De trombadinha a delegado de Polícia
Revista Jornalismo & Ficção
atualizado 5 dias atrás

Aos 91 anos, Guirado publica muito mais que uma autobiografia: ele estreia um projeto de vida, uma celebração em linguagem simples, que faz o leitor se sentir como uma criança sentada no colo de um ente querido, ouvindo por horas as histórias mais malucas de seu passado. É familiar, honesto e bonito.
Por Bela Garcia
Machado de Assis escreveu que “o tempo caleja a sensibilidade e oblitera a memória das coisas”. Talvez estivesse certo. Pelo menos, é isso que Luiz Guirado transmite em sua autobiografia: De trombadinha a delegado de Polícia. É uma obra sobre humanidade, com suas falhas, afetos e conquistas. Escrita com sinceridade tão brutal quanto sua memória; uma verdade que o tempo tornou possível por, talvez, amenizar a dor das batalhas – uma história sobre a vida.

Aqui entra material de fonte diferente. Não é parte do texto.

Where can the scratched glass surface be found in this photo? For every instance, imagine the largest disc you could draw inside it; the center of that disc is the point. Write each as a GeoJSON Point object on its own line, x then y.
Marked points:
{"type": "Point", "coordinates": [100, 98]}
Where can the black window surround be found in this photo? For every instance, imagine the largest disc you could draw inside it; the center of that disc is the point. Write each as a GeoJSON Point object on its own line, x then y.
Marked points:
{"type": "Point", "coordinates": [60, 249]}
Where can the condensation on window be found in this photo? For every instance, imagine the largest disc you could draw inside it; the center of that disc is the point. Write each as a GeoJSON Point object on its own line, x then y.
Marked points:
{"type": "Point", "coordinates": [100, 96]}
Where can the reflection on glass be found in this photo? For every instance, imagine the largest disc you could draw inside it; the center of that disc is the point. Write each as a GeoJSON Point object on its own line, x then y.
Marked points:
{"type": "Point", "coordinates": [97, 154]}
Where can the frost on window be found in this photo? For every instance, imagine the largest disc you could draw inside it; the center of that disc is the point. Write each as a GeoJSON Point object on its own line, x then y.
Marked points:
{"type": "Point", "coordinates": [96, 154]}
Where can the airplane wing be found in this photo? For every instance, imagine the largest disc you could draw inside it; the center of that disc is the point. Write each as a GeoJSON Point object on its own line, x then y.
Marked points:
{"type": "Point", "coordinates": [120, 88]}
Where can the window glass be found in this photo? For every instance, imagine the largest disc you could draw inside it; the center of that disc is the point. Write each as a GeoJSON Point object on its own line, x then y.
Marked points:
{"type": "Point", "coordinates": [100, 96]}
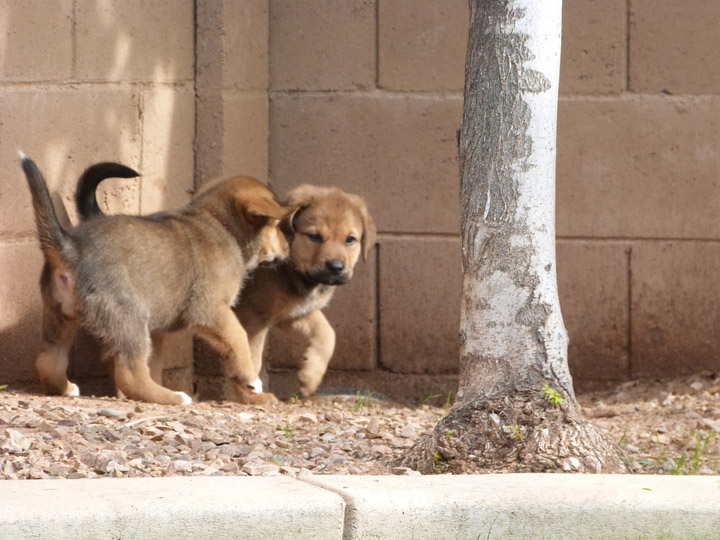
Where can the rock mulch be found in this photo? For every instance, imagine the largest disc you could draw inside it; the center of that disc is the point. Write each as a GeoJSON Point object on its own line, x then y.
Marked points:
{"type": "Point", "coordinates": [669, 427]}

A obra é escrita de forma fluida e separa, quase que por tópicos, os episódios mais marcantes da vida do autor-personagem. E é nessa simplicidade que o leitor se vê devorando as páginas como se horas fossem segundos. Os ambientes narrados tornam-se quase familiares ao serem descritos de forma objetiva. Transportam o leitor para o cenário: as ruas de São Paulo, a grama de Santo Anastácio, as luzes da delegacia e ouve-se, quase de perto, o barulho do trem. É sinestésico. Sente-se o gosto do pão da Dona Maria, o cheiro da pólvora das armas, o barulho do caminhão e a dor do corte no lábio.

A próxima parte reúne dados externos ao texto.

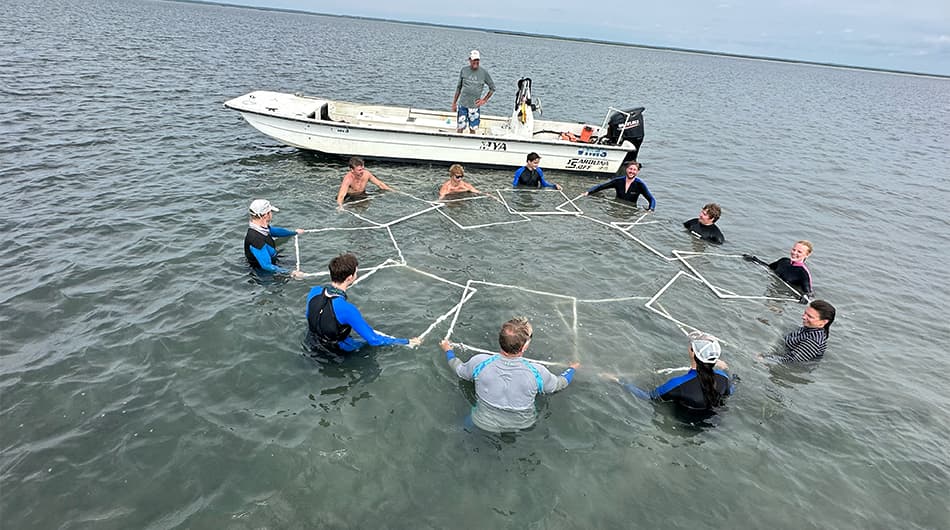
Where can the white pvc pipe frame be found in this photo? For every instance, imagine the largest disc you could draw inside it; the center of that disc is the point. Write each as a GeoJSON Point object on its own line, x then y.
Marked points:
{"type": "Point", "coordinates": [561, 209]}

Luiz Guirado narra, ao longo de 270 páginas, publicadas pela Editora Viseu, o caminho que trilhou até chegar ao lançamento de sua autobiografia, ao lado de sua amada esposa Marina. De erros e acertos foi construída a vida do autor. Numa trajetória cinematográfica, cheia de reviravoltas, é a vida de um homem que viu de tudo, sentiu tudo e fez quase tudo. O jovem elétrico, arteiro e inconsequente se transforma no senhor de respeito, que vê seu passado – por vezes conturbado – como uma dobra no tempo que o trouxe até os dias de hoje, ao lado da esposa que, segundo ele próprio, foi quem mudou sua trajetória e a fez valer a pena.

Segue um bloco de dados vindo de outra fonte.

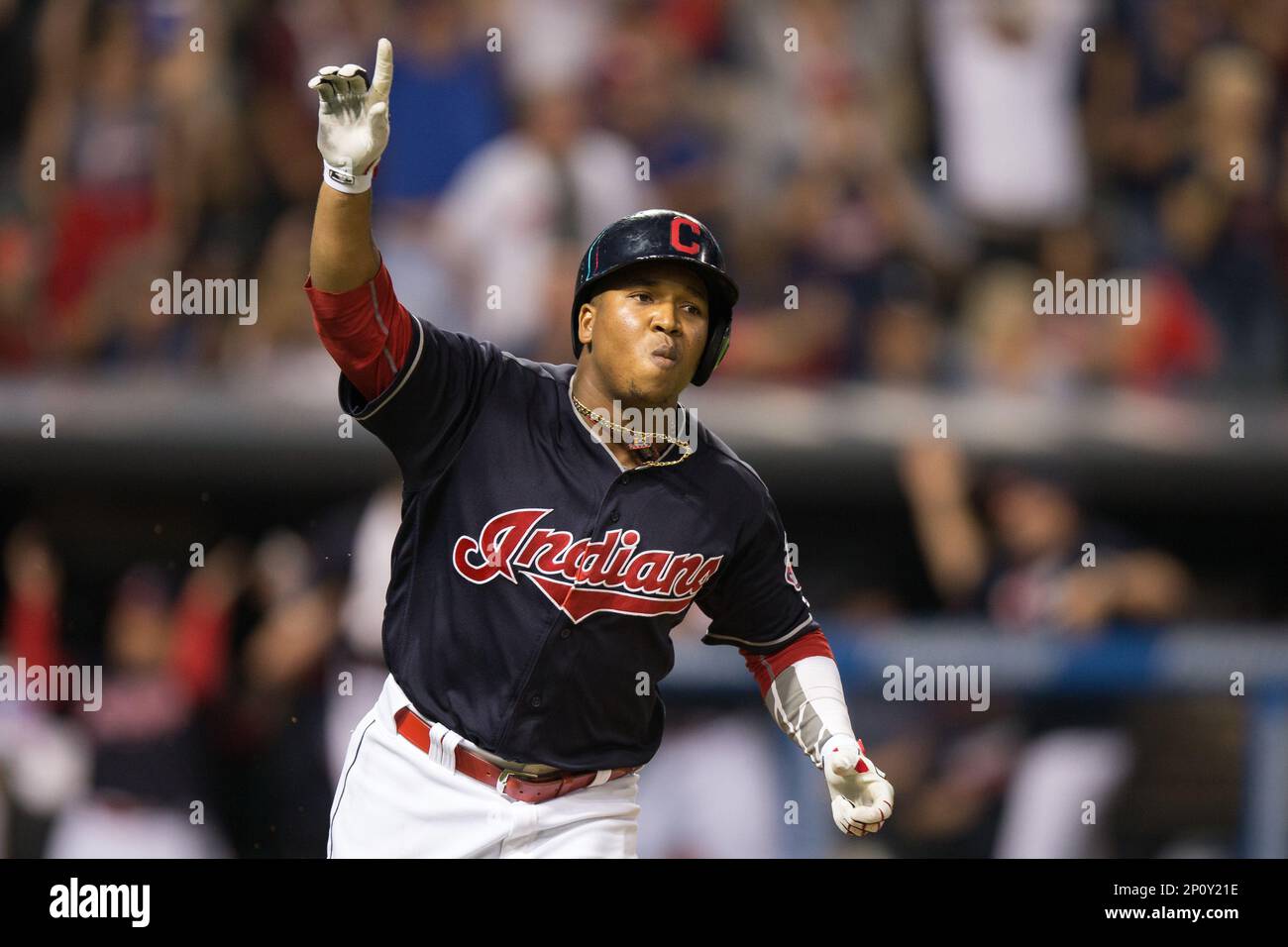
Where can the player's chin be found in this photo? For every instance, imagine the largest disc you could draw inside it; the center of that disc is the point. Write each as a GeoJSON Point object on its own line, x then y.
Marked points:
{"type": "Point", "coordinates": [664, 376]}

Mais que um livro de memórias, De trombadinha a delegado de Polícia é um testemunho vivo de que o ser humano é feito de fases, erros, chances e amor. Ao longo das páginas, Guirado não se coloca como herói, mas como alguém que ousa contar a verdade – mesmo a mais dura – com coragem e serenidade. E revive todos os momentos que marcaram sua viagem por esse mundo – que ainda não chegou ao fim. Digno de uma autobiografia, a sensação é de “é claro que ele escreveu” ao refletir sobre a obra. Um homem que foi tudo só faltava ser autor.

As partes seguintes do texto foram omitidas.